Greer tips her head to the side, chin angling upwards the way it does when I know she wants me to kiss her but she’s too stubborn to ask. Her voice drops, just a tiny rasp against a loud world, but something I think might be a bit like a lighthouse beam in the dark. I’ll always be able to hear it. “They’re saying other things, too.”
I lean down, mouth kicking to the side. “Oh yeah?”
Her eyelids flutter, and her chin rises further. “I didn’t realize you were professional football’s most eligible bachelor. I was harbouring under the delusion that you were a pariah forevermore, but they’re saying you’re not so eligible anymore.”
“Well, am I?”
“You are very, very much not.” She takes this tiny inhale before she kisses me.
First. Enthusiastically. Like she loves me. Probably entirely inappropriately for the venue.
But most of all, real.
Greer
I can’t be entirely sure how long the kiss lasts. I lose track because it’s just me and him on Sunday like we promised.
My sister cheers with everyone else when it first happens, and eventually she starts clearing her throat loudly, but I can hardly hear it because there’s this thing happening in my body that’s never happened before—the start of this new sound, my heart and my brain in harmony.
Sunlight, my brain whispers.
We love him, my heart echoes.
“Davis.”
I do hear that, because it’s a new voice and it sounds irritated.
Beckett doesn’t seem to, judging by the way his tongue sweeps against mine and his hand fists the hair at the nape of my neck.
“Nineteen. Enough. This isn’t a fucking movie.”
He must hear that, because he does pull back, but it’s begrudgingly. He drops his lips roughly to the corner of my temple before he turns and looks down to the field. “Could havefooled me. Come on, boy breaks the record, boy gets the girl? This is riveting stuff, Coach.”
He does sound a bit like a boy, and he looks like one, too—sharp planes of his face softer somehow underneath the stubble dusting his jaw, green eyes wide and brilliant, chocolate hair matted and tumbling every which way. There’s even a tiny grass stain on the bottom left corner of his jersey.

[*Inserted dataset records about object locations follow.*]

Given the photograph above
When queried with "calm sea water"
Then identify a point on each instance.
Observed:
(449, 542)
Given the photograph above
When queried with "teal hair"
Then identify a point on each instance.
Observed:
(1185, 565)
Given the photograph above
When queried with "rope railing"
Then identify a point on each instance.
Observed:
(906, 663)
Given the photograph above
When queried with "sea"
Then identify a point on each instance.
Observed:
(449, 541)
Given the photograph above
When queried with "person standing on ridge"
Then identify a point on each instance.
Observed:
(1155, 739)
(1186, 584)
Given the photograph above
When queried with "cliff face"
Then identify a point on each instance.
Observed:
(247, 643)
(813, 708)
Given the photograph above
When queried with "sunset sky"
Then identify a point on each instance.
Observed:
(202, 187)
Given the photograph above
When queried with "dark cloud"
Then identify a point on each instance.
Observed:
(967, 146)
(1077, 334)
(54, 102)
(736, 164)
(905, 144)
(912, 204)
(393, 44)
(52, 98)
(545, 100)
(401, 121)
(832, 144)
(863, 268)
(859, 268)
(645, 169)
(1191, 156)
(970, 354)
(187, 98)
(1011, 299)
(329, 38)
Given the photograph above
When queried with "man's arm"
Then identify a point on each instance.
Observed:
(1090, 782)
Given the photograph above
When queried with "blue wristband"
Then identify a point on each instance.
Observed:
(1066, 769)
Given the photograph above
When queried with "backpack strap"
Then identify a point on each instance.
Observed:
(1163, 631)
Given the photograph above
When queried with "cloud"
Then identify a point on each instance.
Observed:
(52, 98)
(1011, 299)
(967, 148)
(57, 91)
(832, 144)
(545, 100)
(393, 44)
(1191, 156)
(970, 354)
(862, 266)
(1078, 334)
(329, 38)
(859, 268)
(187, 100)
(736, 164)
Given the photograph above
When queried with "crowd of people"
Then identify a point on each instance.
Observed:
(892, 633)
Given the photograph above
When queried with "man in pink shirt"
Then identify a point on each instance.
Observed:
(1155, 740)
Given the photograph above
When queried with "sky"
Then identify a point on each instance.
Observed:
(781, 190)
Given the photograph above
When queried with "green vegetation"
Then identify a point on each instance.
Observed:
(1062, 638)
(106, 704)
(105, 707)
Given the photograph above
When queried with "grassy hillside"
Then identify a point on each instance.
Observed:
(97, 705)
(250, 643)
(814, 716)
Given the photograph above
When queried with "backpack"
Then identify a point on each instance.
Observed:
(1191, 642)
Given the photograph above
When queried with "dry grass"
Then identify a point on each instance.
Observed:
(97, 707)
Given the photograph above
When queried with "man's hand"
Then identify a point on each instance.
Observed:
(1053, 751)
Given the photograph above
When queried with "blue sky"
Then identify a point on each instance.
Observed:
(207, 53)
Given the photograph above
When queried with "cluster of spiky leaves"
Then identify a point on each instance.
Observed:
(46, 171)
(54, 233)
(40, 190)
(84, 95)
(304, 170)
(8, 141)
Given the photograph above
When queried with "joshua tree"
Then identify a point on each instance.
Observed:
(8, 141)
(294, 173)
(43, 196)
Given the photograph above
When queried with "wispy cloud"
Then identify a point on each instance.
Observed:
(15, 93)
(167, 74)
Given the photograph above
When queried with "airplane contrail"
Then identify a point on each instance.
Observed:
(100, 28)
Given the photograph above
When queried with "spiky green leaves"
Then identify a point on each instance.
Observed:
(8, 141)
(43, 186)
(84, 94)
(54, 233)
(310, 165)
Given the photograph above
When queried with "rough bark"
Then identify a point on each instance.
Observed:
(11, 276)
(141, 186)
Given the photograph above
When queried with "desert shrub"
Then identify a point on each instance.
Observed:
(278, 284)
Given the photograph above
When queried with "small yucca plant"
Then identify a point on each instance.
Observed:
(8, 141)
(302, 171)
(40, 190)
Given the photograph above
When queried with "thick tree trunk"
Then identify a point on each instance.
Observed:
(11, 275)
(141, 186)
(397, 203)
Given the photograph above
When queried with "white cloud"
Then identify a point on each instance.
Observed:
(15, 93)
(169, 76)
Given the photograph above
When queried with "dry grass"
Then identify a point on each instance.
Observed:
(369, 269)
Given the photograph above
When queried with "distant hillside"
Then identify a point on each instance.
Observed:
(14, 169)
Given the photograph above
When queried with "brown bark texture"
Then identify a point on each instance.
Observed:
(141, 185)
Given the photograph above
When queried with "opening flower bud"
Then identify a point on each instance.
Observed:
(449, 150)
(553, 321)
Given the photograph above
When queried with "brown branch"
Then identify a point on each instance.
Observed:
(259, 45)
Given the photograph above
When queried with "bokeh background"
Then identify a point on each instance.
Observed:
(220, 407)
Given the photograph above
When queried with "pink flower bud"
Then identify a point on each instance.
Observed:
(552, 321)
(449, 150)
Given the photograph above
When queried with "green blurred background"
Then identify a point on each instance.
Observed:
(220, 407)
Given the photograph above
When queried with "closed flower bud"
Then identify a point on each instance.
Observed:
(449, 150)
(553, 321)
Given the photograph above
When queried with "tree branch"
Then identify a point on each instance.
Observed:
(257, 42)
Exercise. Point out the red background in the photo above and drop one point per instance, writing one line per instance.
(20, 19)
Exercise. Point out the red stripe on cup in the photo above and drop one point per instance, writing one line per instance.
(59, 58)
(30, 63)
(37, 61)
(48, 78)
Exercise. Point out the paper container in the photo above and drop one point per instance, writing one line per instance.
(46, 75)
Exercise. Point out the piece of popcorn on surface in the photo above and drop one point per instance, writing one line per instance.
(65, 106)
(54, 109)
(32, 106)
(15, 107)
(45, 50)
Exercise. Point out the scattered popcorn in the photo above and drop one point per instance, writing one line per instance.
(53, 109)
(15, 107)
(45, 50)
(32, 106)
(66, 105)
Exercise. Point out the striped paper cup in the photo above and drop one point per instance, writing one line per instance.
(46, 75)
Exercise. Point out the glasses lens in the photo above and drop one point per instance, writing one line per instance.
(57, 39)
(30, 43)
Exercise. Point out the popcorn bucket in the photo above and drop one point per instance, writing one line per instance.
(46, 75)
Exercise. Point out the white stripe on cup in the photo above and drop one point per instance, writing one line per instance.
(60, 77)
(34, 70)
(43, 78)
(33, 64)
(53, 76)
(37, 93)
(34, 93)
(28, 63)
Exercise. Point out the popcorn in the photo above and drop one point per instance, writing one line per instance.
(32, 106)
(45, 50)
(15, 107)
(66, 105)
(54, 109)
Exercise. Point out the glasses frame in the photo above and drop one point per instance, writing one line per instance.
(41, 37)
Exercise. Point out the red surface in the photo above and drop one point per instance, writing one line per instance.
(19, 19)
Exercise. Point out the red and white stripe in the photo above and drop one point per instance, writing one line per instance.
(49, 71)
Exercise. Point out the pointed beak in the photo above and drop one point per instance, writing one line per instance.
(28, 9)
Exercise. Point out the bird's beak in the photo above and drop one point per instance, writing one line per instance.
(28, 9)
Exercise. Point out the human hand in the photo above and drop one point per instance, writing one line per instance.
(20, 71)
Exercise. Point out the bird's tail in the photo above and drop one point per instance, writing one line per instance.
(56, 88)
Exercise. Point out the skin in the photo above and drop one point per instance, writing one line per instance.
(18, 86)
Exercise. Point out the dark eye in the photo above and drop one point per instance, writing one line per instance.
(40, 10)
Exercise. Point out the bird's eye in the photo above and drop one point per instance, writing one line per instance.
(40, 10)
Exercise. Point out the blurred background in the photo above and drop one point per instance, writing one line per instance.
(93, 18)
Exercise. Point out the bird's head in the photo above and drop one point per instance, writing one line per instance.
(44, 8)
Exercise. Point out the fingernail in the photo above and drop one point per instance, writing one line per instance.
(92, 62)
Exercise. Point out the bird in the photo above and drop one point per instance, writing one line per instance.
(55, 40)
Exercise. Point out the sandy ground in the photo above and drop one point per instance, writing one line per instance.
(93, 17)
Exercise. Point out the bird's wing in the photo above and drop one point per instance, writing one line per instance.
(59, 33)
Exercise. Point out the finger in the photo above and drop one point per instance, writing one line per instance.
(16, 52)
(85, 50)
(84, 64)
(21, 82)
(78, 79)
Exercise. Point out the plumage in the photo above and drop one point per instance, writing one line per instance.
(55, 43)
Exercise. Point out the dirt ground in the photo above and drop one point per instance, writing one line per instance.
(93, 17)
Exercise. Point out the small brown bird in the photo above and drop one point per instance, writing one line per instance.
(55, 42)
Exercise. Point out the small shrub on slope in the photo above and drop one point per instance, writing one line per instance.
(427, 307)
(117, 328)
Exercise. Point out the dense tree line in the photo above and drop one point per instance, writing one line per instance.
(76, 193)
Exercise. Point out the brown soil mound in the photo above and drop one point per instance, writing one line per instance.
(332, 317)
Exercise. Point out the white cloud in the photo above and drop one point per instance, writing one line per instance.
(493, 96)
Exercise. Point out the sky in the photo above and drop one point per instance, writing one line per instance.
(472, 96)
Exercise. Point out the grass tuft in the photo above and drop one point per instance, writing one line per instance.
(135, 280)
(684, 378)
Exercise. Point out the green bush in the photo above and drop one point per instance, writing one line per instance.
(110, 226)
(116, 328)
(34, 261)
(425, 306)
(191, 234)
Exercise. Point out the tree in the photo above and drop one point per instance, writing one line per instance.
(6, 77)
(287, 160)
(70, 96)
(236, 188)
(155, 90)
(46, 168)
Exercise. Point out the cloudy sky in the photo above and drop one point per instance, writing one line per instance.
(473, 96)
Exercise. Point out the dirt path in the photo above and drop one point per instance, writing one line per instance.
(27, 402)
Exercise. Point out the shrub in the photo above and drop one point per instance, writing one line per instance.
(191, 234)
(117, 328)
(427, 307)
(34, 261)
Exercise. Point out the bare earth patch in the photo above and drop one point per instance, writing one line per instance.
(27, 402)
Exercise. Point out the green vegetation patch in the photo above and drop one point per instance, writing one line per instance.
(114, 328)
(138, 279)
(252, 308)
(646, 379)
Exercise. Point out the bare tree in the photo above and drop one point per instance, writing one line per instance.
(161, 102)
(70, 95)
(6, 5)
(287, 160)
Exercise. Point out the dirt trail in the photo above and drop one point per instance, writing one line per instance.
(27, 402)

Shoulders raised and straight, like they’ve never held anything at all.
His coach pinches the bridge of his nose, all of him exasperated, but I think those are smile lines trying to score across his skin. “This is how you want to celebrate a record-breaking win? One that only proves you’ve got fucking work to do because it should have belonged to you last year?”
A lazy grin rolls along Beckett’s mouth. “Can’t think of a better way, really.”
His coach claps his hands together before jerking a thumb over his shoulder. “Post-game. Let’s go. You’re holding everything up.”
Beckett turns to me, one hand brushing across the top of my earmuffs. “Wait for me?”
I would, for the rest of my life, I think.
And I do wait—it’s fun to watch, actually.
It’s this other thing he’s so good at that he’s never thought was really worth anything. He walks out for the interview, one hand raised and a lazy smile on his face that puts everyone at ease.
He’s a man of many talents, but I do think this one is one of the loveliest—the way he makes everyone feel special, feel seen, and he does it without effort.
They mostly ask about the kick. What it felt like to reach it, and to do it against Baltimore.
Eventually, they ask who I am—not in the general sense of the phrase, because everyone knows all there is to know about menow, all my deep dark secrets and my scars—but who I am to him.
To everyone’s delight, he grins, that dimple digs in, and he runs a hand through freshly showered hair and says, “Just the love of my life.”